Common extensor tendinosis/tendonopathy, as discussed previously before, is one of the more frustrating conditions for both patients and clinicians alike. Part of the frustration has to do with incorrect labeling of the condition, which research has shown to be more of a tendinopathy/tendinosis. Another reason for lack of improvement is failure to perform a thorough differential diagnosis and evaluate for cervical spine involvement, radial nerve entrapments, and other conditions that may be the source of pain.
However, let’s assume that we evaluated the cervical spine and found that it was not the primary culprit. Traditional conservative treatments for extensor tendinopathy have been modalities, external strapping, taping techniques, exercises, and manual interventions-all of which I have used in the past and continue to integrate when necessary in treatment. The primary purpose, however, of this post is to introduce a few different treatment techniques that I found particularly helpful in treating common extensor tendinopathy.
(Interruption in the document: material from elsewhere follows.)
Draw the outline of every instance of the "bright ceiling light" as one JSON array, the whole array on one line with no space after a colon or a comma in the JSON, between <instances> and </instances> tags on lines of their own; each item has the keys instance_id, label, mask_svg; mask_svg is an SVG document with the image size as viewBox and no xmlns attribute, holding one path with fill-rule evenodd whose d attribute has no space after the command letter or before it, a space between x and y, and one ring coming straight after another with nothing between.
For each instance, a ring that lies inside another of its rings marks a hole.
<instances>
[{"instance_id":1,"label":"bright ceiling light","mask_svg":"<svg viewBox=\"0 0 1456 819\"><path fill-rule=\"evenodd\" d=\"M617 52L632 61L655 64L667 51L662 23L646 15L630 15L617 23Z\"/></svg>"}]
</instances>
Both of these techniques will have separate articles written about them soon, and I have not done both together on the same day, but here is a short introduction and how I have found them to be useful with common extensor tendinopathy.
ASTYM—The theories regarding mechanisms of action for Astym® treatment were developed based on the foundation of recent histologic research identifying the primarily degenerative nature of tendinopathies, and the investigations into the use of cellular mediators, growth factors and related products to assist in the healing and regeneration of tissues. ASTYM utilizes a series of specific movements with instruments that are run firmly along the skin following the direction of the muscle, tendon, or ligament with the goal of removing unwanted scar tissue and regenerating healthy tissue. A recent study at the American Society for Surgery of the Hand’s annual meeting showed that Astym treatment was an effective tennis elbow treatment by resolving 78.3% of chronic lateral epicondylitis (tennis elbow) cases. Here is the case study they presented: http://astym.com/blog/2011/10/07/effective-treatment-for-tennis-elbow-presented-at-hand-surgeons-meeting.html
Trigger point dry needling: APTA defines dry needling as using thin filiform needle to penetrate the skin and stimulate underlying myofascial trigger points, muscular, and connective tissues for the management of neuromusculoskeletal pain and movement impairments. The needle is typically inserted in the area that causes pain and has a palpable “trigger point.” As mentioned in the previous post, all the major extensor muscles of the elbow have an attachment point at the lateral epicondyle, and all form into the common extensor tendon. Typically, when a patient complains of pain, that pain can be palpated at the common extensor tendon. The extensor carpi radials brevis (ECRB) is the most commonly affected tendon, however the other tendons can also be affected. With dry needling for common extensor tendinopathy, I am usually able to palpate for taut bands and trigger points to the elbow and forearm and treat several areas. The most common areas I have encountered and treated are the ECRB, Supinator, Brachioradialis, Triceps, ECRL and extensor digitorum. Although research on dry needling and trigger points are still relatively new, the results thus far have been pretty promising.